Peers, Not TV, Influence Girls' Body Issues: Study
Television, movies, magazines and other media often get the blame for body dissatisfaction among teenage girls, by promoting an idea that skinny equals beautiful. But a new study found that girls might actually feel the biggest pressure to be thin from comparing themselves with their peers.
Researchers from Texas A&M International University recruited 237 Hispanic girls, ages 10 to 17, and asked them to name their three favorite TV shows and to rate the attractiveness of the female actresses in those shows, to measure their exposure to the Hollywood beauty ideal.
The researchers evaluated the girls' body weight and height, social media use and peer competition, or feelings of inferiority in response to other girls. The participants also were asked how they felt about their bodies, whether they had any symptoms of an eating disorder and how satisfied they were with their lives. These evaluations were repeated in 101 of the girls six months later.

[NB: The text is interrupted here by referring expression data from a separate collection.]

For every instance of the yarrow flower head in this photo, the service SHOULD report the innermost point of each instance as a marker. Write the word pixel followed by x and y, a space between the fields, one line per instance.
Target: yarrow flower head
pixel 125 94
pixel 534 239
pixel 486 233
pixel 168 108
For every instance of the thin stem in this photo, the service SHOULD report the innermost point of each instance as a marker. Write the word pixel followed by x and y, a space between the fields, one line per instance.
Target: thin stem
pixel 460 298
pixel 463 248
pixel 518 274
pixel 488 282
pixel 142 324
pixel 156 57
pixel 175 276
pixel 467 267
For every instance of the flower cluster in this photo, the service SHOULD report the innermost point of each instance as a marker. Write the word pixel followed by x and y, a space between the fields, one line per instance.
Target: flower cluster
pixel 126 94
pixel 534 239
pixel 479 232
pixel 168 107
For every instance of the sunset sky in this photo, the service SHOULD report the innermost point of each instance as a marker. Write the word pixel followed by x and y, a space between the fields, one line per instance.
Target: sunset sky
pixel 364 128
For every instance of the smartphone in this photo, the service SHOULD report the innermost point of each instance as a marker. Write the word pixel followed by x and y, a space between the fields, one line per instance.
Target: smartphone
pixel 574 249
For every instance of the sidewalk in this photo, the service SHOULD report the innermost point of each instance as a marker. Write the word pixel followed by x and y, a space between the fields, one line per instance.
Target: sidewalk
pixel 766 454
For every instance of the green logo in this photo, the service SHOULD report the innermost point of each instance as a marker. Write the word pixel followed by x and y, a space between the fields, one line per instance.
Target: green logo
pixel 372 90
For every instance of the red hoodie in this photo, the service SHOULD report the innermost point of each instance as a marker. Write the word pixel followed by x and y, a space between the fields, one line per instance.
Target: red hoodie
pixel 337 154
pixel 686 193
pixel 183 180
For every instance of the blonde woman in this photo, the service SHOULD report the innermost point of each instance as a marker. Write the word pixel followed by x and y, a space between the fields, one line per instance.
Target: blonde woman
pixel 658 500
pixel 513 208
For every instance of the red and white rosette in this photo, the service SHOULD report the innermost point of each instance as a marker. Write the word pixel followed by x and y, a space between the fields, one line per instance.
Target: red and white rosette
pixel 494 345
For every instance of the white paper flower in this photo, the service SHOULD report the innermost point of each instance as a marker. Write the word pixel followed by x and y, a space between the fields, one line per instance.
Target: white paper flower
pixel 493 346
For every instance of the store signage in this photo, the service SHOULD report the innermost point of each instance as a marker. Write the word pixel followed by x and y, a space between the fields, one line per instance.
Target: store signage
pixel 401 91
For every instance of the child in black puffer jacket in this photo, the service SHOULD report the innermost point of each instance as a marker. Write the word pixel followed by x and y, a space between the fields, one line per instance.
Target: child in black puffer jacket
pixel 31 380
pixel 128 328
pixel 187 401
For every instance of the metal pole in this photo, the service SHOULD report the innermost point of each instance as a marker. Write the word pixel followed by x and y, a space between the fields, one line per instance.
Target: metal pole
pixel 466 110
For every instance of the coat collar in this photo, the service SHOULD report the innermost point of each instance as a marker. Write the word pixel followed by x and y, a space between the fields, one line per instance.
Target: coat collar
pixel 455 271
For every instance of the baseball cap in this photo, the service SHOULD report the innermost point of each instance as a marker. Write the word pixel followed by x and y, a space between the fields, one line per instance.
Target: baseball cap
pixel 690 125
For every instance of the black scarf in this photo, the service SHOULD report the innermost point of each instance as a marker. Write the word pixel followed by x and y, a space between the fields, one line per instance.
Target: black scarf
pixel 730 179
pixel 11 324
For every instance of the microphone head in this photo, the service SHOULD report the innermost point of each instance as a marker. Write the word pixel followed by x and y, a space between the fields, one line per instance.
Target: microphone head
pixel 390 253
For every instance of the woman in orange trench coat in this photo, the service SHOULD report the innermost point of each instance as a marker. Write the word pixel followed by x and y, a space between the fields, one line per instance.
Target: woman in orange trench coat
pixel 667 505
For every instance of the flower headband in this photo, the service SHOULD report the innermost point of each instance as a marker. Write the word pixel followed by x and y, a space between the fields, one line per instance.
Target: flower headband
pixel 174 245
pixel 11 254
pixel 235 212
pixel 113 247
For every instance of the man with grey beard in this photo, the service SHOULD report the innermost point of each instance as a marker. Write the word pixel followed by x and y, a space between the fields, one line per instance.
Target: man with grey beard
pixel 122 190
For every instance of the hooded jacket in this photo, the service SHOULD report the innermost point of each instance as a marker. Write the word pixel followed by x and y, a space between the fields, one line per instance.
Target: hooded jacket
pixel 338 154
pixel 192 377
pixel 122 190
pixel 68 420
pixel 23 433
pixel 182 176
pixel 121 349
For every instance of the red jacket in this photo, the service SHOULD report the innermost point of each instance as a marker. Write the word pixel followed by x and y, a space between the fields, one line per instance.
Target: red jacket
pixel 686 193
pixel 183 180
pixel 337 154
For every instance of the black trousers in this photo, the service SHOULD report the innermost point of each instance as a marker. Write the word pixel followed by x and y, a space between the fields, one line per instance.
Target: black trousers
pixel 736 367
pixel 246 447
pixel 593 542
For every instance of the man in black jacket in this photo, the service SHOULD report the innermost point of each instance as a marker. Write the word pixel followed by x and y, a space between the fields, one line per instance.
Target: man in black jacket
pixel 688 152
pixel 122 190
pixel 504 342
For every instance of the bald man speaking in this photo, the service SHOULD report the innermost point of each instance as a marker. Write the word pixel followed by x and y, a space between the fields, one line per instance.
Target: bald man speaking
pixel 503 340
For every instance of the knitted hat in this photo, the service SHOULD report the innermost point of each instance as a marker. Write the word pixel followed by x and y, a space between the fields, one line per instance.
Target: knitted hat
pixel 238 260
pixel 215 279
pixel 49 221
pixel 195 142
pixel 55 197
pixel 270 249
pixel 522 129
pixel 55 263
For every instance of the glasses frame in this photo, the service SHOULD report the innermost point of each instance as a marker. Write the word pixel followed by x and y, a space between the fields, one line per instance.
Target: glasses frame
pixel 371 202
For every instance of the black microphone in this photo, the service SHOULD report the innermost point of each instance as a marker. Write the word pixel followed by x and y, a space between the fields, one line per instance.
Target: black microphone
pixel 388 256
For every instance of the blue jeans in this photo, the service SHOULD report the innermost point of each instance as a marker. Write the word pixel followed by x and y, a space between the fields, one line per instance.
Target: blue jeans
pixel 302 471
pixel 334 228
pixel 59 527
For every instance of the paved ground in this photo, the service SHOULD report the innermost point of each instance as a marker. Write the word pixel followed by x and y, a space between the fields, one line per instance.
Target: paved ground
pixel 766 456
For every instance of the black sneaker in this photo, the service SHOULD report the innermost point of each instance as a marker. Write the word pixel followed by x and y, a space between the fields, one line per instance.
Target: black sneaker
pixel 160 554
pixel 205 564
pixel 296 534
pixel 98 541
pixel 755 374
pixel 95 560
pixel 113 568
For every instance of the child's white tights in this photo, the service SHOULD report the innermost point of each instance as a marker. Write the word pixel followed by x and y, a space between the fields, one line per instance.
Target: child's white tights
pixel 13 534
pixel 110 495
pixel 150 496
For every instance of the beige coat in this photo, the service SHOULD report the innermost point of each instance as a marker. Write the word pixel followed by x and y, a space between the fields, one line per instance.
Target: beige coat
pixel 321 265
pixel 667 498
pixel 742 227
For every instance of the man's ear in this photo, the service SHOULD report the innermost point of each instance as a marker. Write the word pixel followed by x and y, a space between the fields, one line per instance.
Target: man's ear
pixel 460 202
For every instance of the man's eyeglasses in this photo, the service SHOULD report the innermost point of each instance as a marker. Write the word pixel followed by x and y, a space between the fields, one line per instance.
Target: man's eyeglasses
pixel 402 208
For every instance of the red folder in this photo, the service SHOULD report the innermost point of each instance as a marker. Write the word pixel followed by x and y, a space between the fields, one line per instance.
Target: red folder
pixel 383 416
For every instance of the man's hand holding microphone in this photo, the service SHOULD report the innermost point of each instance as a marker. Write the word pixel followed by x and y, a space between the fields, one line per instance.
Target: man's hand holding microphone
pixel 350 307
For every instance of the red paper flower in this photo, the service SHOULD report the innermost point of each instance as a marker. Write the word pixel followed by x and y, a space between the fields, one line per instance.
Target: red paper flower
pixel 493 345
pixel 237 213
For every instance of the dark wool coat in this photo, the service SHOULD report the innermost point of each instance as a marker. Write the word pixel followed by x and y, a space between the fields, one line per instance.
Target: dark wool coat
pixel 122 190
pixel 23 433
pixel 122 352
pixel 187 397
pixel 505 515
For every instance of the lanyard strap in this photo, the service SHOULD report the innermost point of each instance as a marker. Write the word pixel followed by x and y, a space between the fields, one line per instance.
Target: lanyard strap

TV exposure and social media use did not predict eating disorder symptoms nor did these factors predict body dissatisfaction, the researchers said. Peer competition, meanwhile, seemed to significantly influence body dissatisfaction and, in the long term, predict eating disorder symptoms, the team said.
"Our results suggest that only peer competition, not television or social media use, predict negative outcomes for body image," the study's authors conclude in a paper that appeared this month in the Journal of Youth and Adolescence. "This suggests that peer competition is more salient to body and eating issues in teenage girls."
In another finding study, both peer competition and social media use predicted lower levels of satisfaction with life. The authors wrote that "social media use may provide a new arena for peer competition, even if it does not directly influence negative body outcomes."
Indeed, previous research has shown that social media sites like Facebook can be a dangerous medium for social comparison. In a study presented last year, people with lots of Facebook friends had lower self-esteem and felt worse about their place in life and their achievements if they'd just viewed their friends' status updates, compared with people who had not recently surfed the site. But for people with just a few Facebook friends, viewing status updates wasn't a problem.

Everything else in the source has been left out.